Two Southern states senators introduced their bill on Section 232 tariffs while the president was talking to the European Union about threatened auto tariffs. The Automotive Jobs Act of 2018 requires the International Trade Commission "to conduct a comprehensive study of the well-being, health, and vitality of the United States automotive industry before tariffs could be applied." The bill is co-sponsored by Tennessee Republican Sen. Lamar Alexander and Sen. Doug Jones, D-Ala. Both have significant auto plants in their states.
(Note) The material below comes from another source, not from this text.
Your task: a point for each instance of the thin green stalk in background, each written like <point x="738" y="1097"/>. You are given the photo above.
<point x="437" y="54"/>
The top Democrat on the House Ways and Means Committee's Subcommittee on Trade is trying to force the administration to disclose information about its decision-making process on tariffs. Rep. Bill Pascrell, D-N.J., would have to get the House Speaker to bring the resolution up for a vote, in addition to securing a majority vote. The resolution asks for documents, spreadsheets and slide presentations that explain why the president chose a global 25 percent tariff on steel after the Commerce Department gave a global 24 percent tariff as one option, and why he made the aluminum tariff 10 percent, rather than 7.7 percent, as laid out by Commerce. It also asks for information on how the administration intends to help exporters hurt in the trade war, and its strategy on resolving the problems laid out in the Section 301 report, either through multilateral action or through negotiations with China.
More than 20 businesses and trade groups -- the first set of more than 80 scheduled to testify -- told the Section 301 investigation panel on July 24 that including their imports on the tariff list of $16 billion in Chinese products will lead to higher consumer prices, lower profits, abandoned expansion plans or worse. For Jane Hardy, CEO of Brinly-Hardy Company in Kentucky, having Harmonized Tariff Schedule heading 8432.4200, fertilizer spreaders, added to the list is an existential threat. With the tariff on steel, her family-owned company, founded in 1839, began paying 25 percent to 37 percent more for the metal, even though she'd always bought domestic steel. Then, with the first tranche of Section 301, Chinese wheels and hardware that her Indiana factory uses as it builds equipment were taxed at 25 percent.